2015 - Volume #39, Issue #4, Page #28[ Sample Stories From This Issue | List of All Stories In This Issue | Print this story | Read this issue]
Grapple Fork Built From Cultivator, Chisel Shanks
“I use it on my Bobcat skid loader to pick up rocks and fallen trees, which I use as firewood for my outdoor woodburning stove. It’s built pretty strong,” says Grovom.
Grovom had previously used cultivator shanks to build a grapple fork that mounted on the bucket of his New Holland skid loader (Vol. 38, No. 2). “My new model works better because dirt falls between the shanks and onto the ground instead of in the loader bucket. I don’t get a load of dirt every time I scoop up something,” he says.
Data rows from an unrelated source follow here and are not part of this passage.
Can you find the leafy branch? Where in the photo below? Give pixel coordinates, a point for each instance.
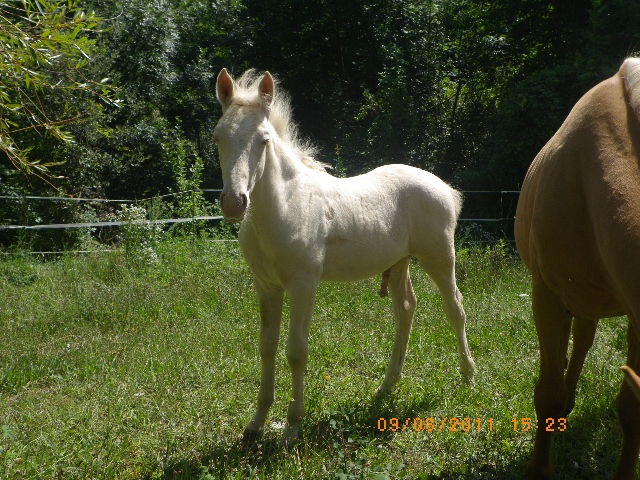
(45, 47)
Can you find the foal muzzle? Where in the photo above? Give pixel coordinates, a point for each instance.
(234, 206)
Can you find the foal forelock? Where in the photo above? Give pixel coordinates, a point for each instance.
(245, 93)
(630, 71)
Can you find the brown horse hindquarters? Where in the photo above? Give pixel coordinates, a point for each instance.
(578, 231)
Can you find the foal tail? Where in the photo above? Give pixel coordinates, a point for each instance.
(630, 72)
(457, 201)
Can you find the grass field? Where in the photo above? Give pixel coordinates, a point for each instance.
(116, 369)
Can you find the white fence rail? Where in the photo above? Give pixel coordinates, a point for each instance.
(185, 219)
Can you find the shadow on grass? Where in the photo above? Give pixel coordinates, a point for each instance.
(589, 449)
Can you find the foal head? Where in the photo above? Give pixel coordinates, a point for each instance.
(242, 135)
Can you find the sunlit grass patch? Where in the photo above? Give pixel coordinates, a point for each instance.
(109, 370)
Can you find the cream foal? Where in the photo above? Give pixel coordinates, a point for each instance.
(301, 225)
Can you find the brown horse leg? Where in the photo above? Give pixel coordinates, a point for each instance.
(553, 325)
(628, 410)
(584, 331)
(384, 286)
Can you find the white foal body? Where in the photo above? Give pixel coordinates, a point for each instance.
(301, 225)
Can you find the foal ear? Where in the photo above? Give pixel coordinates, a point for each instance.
(266, 89)
(224, 88)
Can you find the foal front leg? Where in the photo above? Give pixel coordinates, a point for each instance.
(270, 299)
(301, 294)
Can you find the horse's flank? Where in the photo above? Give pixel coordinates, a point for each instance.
(578, 231)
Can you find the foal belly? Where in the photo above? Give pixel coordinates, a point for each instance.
(346, 261)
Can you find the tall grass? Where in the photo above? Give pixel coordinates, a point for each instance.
(117, 370)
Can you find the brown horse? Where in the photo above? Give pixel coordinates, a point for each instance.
(578, 231)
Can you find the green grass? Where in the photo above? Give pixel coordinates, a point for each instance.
(110, 370)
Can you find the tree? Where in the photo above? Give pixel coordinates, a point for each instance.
(45, 50)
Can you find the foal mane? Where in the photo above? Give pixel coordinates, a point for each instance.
(245, 92)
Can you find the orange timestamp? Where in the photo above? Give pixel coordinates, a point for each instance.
(431, 424)
(466, 424)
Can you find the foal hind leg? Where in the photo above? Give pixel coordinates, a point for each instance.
(444, 275)
(404, 306)
(553, 326)
(584, 331)
(628, 411)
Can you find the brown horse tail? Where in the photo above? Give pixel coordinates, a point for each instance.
(630, 72)
(633, 380)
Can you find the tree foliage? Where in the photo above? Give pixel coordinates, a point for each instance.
(45, 47)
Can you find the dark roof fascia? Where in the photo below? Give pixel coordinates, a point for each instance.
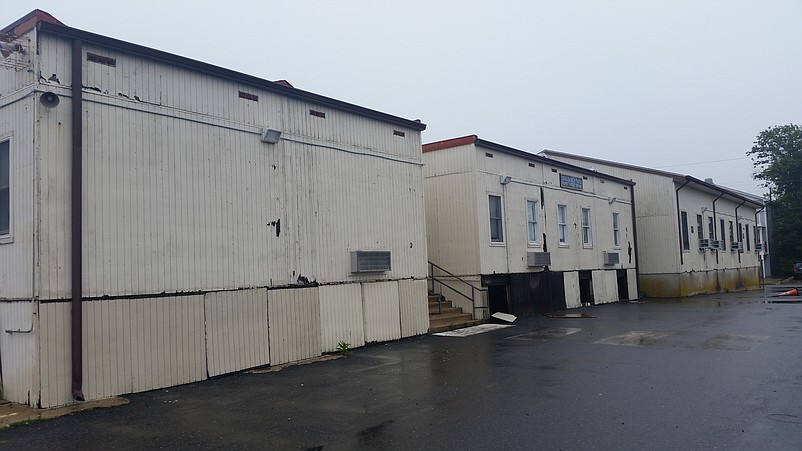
(548, 161)
(216, 71)
(673, 175)
(727, 193)
(678, 178)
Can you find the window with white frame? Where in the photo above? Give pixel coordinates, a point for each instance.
(562, 224)
(587, 235)
(616, 231)
(496, 221)
(5, 189)
(531, 222)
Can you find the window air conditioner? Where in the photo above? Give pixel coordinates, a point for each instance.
(538, 259)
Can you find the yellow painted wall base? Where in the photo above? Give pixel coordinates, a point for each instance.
(698, 282)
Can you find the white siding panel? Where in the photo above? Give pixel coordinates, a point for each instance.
(571, 281)
(632, 284)
(294, 324)
(19, 352)
(414, 305)
(341, 316)
(54, 351)
(236, 330)
(382, 311)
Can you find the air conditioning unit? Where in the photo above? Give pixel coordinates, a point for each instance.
(538, 259)
(370, 261)
(610, 258)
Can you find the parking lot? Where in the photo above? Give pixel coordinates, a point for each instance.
(711, 372)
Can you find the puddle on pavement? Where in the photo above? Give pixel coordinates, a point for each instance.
(734, 342)
(548, 333)
(635, 338)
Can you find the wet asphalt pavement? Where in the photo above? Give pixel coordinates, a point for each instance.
(711, 372)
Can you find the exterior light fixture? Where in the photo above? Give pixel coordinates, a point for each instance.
(270, 136)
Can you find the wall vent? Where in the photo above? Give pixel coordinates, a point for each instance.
(610, 258)
(370, 261)
(538, 259)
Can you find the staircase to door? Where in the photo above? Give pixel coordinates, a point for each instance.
(443, 314)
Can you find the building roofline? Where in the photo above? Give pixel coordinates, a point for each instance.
(220, 72)
(677, 178)
(473, 139)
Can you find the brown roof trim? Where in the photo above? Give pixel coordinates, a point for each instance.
(28, 22)
(449, 143)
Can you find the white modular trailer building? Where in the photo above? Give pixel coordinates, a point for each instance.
(165, 220)
(694, 236)
(538, 235)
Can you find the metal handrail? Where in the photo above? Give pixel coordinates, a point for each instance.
(474, 289)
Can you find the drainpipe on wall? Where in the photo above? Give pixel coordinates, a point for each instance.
(679, 222)
(635, 237)
(77, 225)
(715, 223)
(738, 230)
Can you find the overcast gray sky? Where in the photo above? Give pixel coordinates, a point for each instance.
(682, 85)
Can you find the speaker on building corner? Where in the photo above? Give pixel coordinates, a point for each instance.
(49, 100)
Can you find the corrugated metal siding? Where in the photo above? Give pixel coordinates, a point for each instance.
(236, 330)
(294, 324)
(571, 281)
(414, 307)
(54, 354)
(18, 352)
(341, 316)
(382, 311)
(129, 345)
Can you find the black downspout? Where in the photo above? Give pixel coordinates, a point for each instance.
(715, 224)
(738, 230)
(635, 237)
(77, 225)
(679, 222)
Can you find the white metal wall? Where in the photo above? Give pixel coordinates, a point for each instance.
(236, 330)
(382, 311)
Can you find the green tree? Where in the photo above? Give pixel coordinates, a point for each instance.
(777, 158)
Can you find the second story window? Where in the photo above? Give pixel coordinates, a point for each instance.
(587, 234)
(496, 221)
(562, 224)
(531, 222)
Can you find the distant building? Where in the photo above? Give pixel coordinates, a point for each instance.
(693, 236)
(537, 234)
(163, 220)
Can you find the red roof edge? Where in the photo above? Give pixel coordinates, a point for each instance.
(29, 21)
(448, 143)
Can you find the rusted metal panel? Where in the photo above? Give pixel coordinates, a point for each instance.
(294, 324)
(236, 330)
(341, 316)
(414, 307)
(382, 311)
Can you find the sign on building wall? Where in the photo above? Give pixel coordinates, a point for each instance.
(571, 182)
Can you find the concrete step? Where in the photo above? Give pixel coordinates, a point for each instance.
(434, 312)
(449, 318)
(452, 326)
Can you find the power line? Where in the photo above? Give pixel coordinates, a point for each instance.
(701, 162)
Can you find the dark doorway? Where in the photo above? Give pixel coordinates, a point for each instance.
(498, 299)
(586, 287)
(623, 285)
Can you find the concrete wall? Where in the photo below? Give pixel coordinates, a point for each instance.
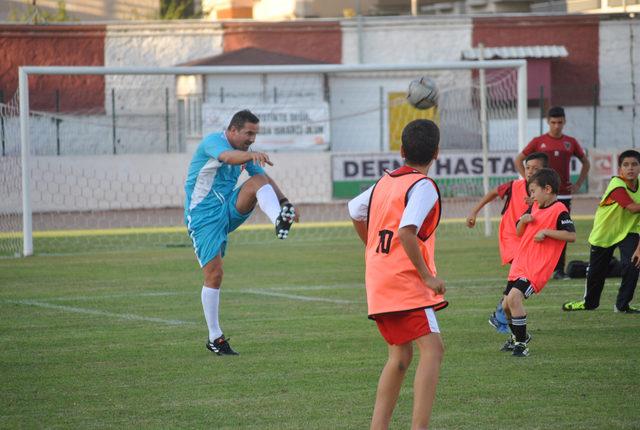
(406, 40)
(143, 181)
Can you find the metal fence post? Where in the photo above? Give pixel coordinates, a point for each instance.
(541, 107)
(595, 115)
(166, 115)
(113, 119)
(57, 119)
(2, 124)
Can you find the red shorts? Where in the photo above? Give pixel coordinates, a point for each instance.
(402, 327)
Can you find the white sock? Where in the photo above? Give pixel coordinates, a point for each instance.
(268, 202)
(210, 303)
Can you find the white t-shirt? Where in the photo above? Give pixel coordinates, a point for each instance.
(422, 198)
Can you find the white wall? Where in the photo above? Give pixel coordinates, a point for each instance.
(619, 70)
(144, 181)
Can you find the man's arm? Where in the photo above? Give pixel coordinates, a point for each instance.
(240, 157)
(584, 171)
(409, 240)
(490, 196)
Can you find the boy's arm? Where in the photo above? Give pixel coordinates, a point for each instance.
(563, 235)
(409, 240)
(525, 219)
(564, 231)
(490, 196)
(358, 211)
(635, 258)
(361, 229)
(584, 171)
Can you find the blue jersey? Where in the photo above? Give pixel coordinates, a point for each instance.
(210, 182)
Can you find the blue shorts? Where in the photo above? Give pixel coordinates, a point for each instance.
(209, 231)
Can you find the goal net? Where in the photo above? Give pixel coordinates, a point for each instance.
(107, 149)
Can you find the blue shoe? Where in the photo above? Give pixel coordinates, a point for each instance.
(500, 328)
(501, 317)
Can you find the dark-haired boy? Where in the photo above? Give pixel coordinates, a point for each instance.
(396, 219)
(517, 201)
(615, 226)
(544, 229)
(559, 148)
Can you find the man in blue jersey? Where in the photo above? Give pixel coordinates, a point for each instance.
(214, 207)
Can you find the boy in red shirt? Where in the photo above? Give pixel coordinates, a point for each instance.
(559, 148)
(544, 230)
(396, 219)
(517, 201)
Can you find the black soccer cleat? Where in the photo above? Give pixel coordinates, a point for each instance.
(511, 343)
(285, 220)
(220, 346)
(520, 350)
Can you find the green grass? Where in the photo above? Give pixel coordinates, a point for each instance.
(79, 346)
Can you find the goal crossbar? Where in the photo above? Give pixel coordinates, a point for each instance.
(25, 71)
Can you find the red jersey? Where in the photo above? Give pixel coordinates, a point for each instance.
(515, 206)
(559, 150)
(393, 284)
(535, 261)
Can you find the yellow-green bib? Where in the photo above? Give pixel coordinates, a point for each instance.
(612, 222)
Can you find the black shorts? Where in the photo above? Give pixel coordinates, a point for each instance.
(521, 284)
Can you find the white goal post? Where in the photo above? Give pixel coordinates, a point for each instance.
(26, 71)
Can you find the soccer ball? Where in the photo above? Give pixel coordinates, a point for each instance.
(422, 93)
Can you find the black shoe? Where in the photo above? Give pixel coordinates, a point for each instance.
(285, 220)
(520, 350)
(221, 346)
(629, 310)
(559, 274)
(511, 343)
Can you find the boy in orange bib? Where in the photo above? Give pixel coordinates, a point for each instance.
(544, 230)
(396, 219)
(516, 196)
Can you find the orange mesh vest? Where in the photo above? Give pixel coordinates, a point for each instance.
(514, 208)
(393, 283)
(535, 261)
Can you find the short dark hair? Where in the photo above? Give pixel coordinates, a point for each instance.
(546, 176)
(538, 156)
(629, 153)
(556, 112)
(240, 118)
(420, 140)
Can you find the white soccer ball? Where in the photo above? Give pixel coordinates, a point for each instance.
(422, 93)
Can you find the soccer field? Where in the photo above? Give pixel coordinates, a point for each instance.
(116, 340)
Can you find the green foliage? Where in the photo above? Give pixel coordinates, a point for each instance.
(177, 9)
(77, 351)
(34, 14)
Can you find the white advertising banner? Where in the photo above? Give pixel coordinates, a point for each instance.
(281, 127)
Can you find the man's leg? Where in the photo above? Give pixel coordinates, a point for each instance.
(599, 259)
(259, 190)
(211, 296)
(426, 379)
(212, 271)
(629, 272)
(390, 383)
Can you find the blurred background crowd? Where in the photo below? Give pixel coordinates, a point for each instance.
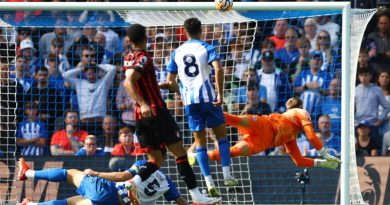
(68, 79)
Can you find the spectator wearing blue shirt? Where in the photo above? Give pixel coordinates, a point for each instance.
(312, 85)
(331, 140)
(276, 83)
(241, 93)
(22, 75)
(90, 148)
(254, 105)
(288, 56)
(32, 133)
(331, 105)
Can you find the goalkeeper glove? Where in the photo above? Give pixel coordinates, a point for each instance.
(324, 153)
(325, 164)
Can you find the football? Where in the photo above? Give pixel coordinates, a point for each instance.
(223, 5)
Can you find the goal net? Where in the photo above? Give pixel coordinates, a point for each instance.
(270, 51)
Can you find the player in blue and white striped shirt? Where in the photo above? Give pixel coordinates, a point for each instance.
(103, 190)
(193, 62)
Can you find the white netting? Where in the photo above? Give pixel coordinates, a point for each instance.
(359, 21)
(175, 18)
(234, 37)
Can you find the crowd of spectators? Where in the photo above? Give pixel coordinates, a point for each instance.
(71, 100)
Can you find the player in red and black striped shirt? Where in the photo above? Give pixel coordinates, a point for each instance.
(155, 127)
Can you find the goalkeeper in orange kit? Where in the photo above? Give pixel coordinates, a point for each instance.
(261, 132)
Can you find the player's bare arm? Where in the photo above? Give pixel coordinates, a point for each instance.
(131, 77)
(170, 83)
(181, 201)
(111, 176)
(236, 121)
(219, 80)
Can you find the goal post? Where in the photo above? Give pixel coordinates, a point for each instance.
(169, 16)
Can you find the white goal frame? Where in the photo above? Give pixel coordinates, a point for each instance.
(345, 7)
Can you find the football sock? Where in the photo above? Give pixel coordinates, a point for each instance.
(186, 173)
(53, 175)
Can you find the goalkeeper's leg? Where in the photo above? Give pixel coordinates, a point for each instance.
(242, 148)
(77, 200)
(72, 176)
(236, 121)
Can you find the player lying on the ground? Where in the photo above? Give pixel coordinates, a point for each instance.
(94, 190)
(266, 131)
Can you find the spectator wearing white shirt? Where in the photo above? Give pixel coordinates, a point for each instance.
(92, 92)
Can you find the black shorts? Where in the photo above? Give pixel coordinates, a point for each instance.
(156, 132)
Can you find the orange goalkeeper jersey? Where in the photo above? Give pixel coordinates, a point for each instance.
(267, 131)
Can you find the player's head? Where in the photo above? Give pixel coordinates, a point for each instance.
(137, 34)
(294, 103)
(193, 27)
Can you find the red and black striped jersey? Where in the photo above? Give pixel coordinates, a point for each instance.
(147, 84)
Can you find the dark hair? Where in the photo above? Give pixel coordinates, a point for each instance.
(294, 103)
(252, 85)
(70, 111)
(58, 41)
(91, 66)
(31, 105)
(364, 70)
(230, 63)
(193, 26)
(136, 33)
(44, 69)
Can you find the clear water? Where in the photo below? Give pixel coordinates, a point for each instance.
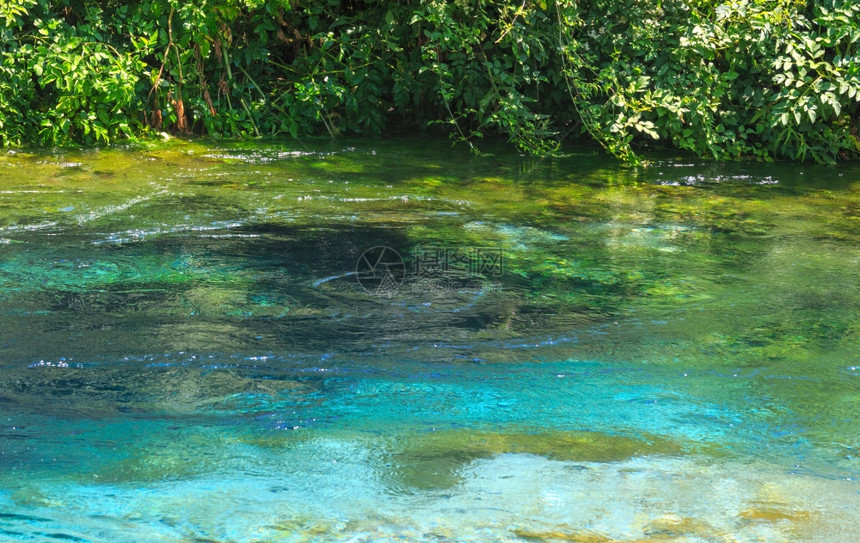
(189, 352)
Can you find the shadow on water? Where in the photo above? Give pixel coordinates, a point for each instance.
(193, 321)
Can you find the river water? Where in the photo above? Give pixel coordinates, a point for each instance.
(396, 340)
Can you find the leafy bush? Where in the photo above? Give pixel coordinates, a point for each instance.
(733, 79)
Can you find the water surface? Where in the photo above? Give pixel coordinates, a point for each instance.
(193, 348)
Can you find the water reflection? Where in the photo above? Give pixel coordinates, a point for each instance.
(185, 327)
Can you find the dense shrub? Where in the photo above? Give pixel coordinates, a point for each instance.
(749, 78)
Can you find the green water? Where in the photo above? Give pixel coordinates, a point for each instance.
(193, 349)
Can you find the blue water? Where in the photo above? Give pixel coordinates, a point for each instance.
(188, 351)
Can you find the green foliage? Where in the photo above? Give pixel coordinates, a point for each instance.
(735, 79)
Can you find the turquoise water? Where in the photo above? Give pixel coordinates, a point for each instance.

He used 4 by 2 tubing off an old cultivator to build the frame, which supports 2 rows of spring-loaded shanks spaced about 7 in. apart. The top row of shanks are off a Wil-rich cultivator, and the bottom row is off a Deere chisel plow. A 1 1/2-in. dia. steel shaft forms the pivot point, and a pair of hydraulic cylinders opens and closes the grapple.
“I use it a lot. It works great to pick up a whole bunch of firewood together at one time. I spaced the shanks as close together as I could to keep material from falling through,” says Grovom.
“I really like the spring-loaded shanks, because if one hits something hard it’ll bend back without breaking like a welded-on shank might.”